The problem with #politics is that it exaggerates and makes (empty) slogans out of what we know. This applies to the #minimumwage too, where proponents of increasing it claim it will raise people's wages and opponents claim it will kill jobs. Neither is very accurate or finds
support in economic theory. Let's look at what a minimum wage law does, and then at what we can expect from it. Because the former is rarely admitted and the latter goes both ways. So, first, a minimum wage law is not an increase in anybody's wage, it is only a prohibition of
paying employees less than a stated amount. Raising the minimum wage law does not mean whoever is making less gets an automatic raise. What it does mean, especially after a transition period, is that there will be no jobs that create less value than is necessary for employers to
afford paying that minimum amount (plus taxes, benefits, overhead, etc.). No business can afford employing people for jobs creating less value for the business than they cost. So, no: increasing the minimum wage does not raise wages. It weeds out jobs (and workers!) that are less
productive than the decreed wage level requires for breaking even. It raises the average and median wages because low-wage jobs become unaffordable. Increasing businesses' salary costs will mean some lay people off, others refrain from hiring, and yet others reorganize to either
cut overhead costs or to keep people on staff "for now" despite their burdening the bottom line. This means that unless those making less than the increased minimum wage magically increase their productivity and their employers thereby can afford paying them more, they will be
unemployed.

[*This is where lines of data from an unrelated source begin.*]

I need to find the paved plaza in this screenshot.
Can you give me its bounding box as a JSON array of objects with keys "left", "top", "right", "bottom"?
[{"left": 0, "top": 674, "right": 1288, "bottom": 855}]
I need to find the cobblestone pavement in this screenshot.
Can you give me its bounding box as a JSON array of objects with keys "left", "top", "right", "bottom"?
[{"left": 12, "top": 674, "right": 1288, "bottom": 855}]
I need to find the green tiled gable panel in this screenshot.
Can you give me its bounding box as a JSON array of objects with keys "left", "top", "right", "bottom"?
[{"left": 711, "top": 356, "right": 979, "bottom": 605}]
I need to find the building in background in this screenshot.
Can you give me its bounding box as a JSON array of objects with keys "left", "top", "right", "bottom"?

Thus the standard case against the minimum wage: that it harms the most vulnerable first and most. This is true. But a minimum wage is also a barrier to entry, because incumbent firms with an established and reliable revenue stream have a much easier time to cover the
extra cost. Startups, which are practically always cash-starved, and don't have access to credit etc. to cover negative cash-flow, will not be able to pay such salaries. So existing firms benefit because potential competitors are kept out. This explains why large corporations
(such as Amazon, Walmart) can argue for increasing the minimum wage. They have a much easier time covering the extra cost (including replacing lowest-value workers with robots) than new startups that, had they been founded, could undermine the giant's business. So new jobs in new
firms, where people will be more productive and thus make higher wages, will not happen because the high minimum wage keep them out and protect incumbents. This keeps wages lower than they otherwise would be. Yes, you read that correctly: competition increases productivity and
therefore wages. Take a look at any industry: where employees create a lot of value for consumers, they also make more money. The most high-value jobs are created primarily in new firms, which the minimum wage may make impossible because startups almost never make money from day
one. But it is worse: the minimum wage keeps salaries down even for those creating more value. Because startups are kept out, there are fewer jobs than there otherwise would be and therefore less competition for workers. With the minimum wage law in place, employers will be
reluctant to raise wages for workers who would otherwise have seen small increases. Why? Because of uncertainty and fluctuations: it's hard to cut wages (they're 'sticky', as some put it). And the minimum level is fixed in law, which means any employer can point to the law as
decreeing what the wage should be. The result of some employers postponing increases and using the legal minimum wage as standard wage can make it a default salary in whole industries--thereby keeping market wages down to an artificially low level. This is an actual problem that
arises due to the lack of market as is a consequence of the state's imposing a minimum wage. But are there no upsides? Very few, but there are some. Raising an already existing minimum wage to the level of productivity would limit the problem of 'standard' wages kept at the legal
level. (Of course, this problem was caused by the minimum wage, so an increase is not a solution; it's only partial alleviation of a symptom.) Increasing the minimum wage can also, as noted, 'force' companies to reorganize to increase productivity and, as a result, keep employees
despite their not creating sufficient value in their previous employment. It will also mean businesses turn to automation (robots, machines) to replace workers carrying out the simplest tasks. This creates high-salaried jobs 'upstream' as businesses demand machines produced by
engineers to replace workers with lower productivity (typically with less education or experience). Products and services will also be changed to avoid the additional cost. This is why we typically do not have elevator or fuel pump attendants anymore. Consumers do the work
instead of the business, because the business figured consumers were unwilling to pay the higher price for that service. We fill up our own cars and clear the windshield because that labor is too costly: we're unwilling to pay more for it, so we instead do the work ourselves (for
free). The progression toward higher-productivity jobs would happen anyway, but would happen first in sectors where consumers benefit most from it and/or where there are qualified employees. The minimum wage forces such shifts prematurely, i.e. before consumers demand it, by
pricing out the workers with lower productivity, therefore causing/contributing to people losing their jobs and finding themselves unemployable. The best way to raise wages is to not decree what wages must be paid, but let them be determined by parties in the labor market.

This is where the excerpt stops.